Jesús, Pontífice que penetraste en los

cielos por la propia sangre.

Jesús, Pontífice que iniciaste en

nosotros un camino nuevo.

Jesús, Pontífice que nos amaste y

lavaste de los pecados por tu sangre.

Jesús, Pontífice que te entregaste a

ti mismo a Dios como oblación

y hostia.

Jesús, Hostia de Dios y de los hombres.

Jesús, Hostia santa e inmaculada.

Jesús, Hostia clemente.

Jesús, Hostia pacífica.

Jesús, Hostia de propiciación y de

alabanza.

Jesús, Hostia de reconciliación y de

paz.

Jesús, Hostia en la que tenemos

confianza y acceso a Dios.

Jesús, Hostia viva por los siglos de

los siglos.

V/. Sénos propicio.

R/. Perdónanos, Jesús.

V/. Sénos propicio.

R/. Escúchanos, Jesús.

A las siguientes invocaciones se responde: Líbranos, Jesús

Del temerario ingreso en el estado

clerical.

Del pecado de sacrilegio.

Del espíritu de incontinencia.

Del oficio torpe.

De toda mancha de simonía.

De la indigna gestión de los trabajos

eclesiásticos.

Del amor del mundo y de sus vanidades.

De la indigna celebración de tus

Misterios.

Por tu sacerdocio eterno.

Por la santa unción, por la que Dios

Padre te constituyó sacerdote.

Por tu espíritu sacerdotal.

Por aquel ministerio por el cual tu

Padre te glorificó sobre la tierra.

Por tu cruenta y misma inmolación

realizada una vez en la cruz.

Por aquel sacrificio renovado

cada día en el altar.

Por aquel divino poder, el cual ejerces

invisiblemente en tus sacerdotes.

A las siguientes invocaciones se responde: Te rogamos, óyenos

Que te dignes conservar en la santa

religión a todo el orden

sacerdotal.

Que te dignes cuidar de tu pueblo

con pastores según tu corazón.

Que te dignes llenar en ellos tu

espíritu de sacerdote.

Que los labios de los sacerdotes

custodien la ciencia.

Que te dignes enviar a tu mies obreros

fieles.

Que te dignes multiplicar los

dispensadores fieles de tus misterios.

Que te dignes otorgar a ellos el

servicio perseverante en tu

voluntad.

Que te dignes concederles mansedumbre

en el ministerio, talento en la

acción y constancia en la oración.

Que te dignes extender por ellos en

todas partes el culto del Santísimo

Sacramento.

Que te dignes recibir en tu gozo a los

que bien te sirvieron.

Oremos

Dios, santificador y custodio de tu Iglesia, por tu Espíritu suscita en ella idóneos y fieles dispensadores de los santos misterios, para que por su ministerio y ejemplo el pueblo cristiano sea protegido y conducido en el camino de la salvación. Por Cristo Señor nuestro. Amén.

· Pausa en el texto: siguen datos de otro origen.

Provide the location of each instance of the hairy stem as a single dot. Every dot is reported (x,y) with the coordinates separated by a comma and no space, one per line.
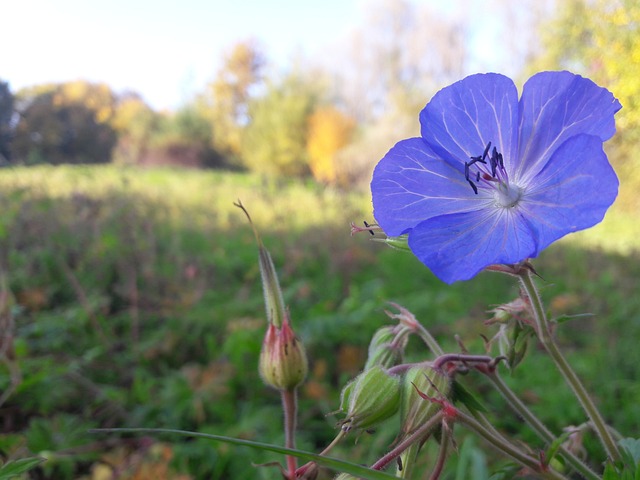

Dios, que mientras celebraban el culto y ayunaban los discípulos ordenaste segregar a Saulo y a Bernabé para la obra a la que les había destinado, atiende ahora a tu Iglesia orante, y Tú, que conoces todos los corazones, muestra a quienes eliges para el ministerio. Por Cristo Señor nuestro. Amén.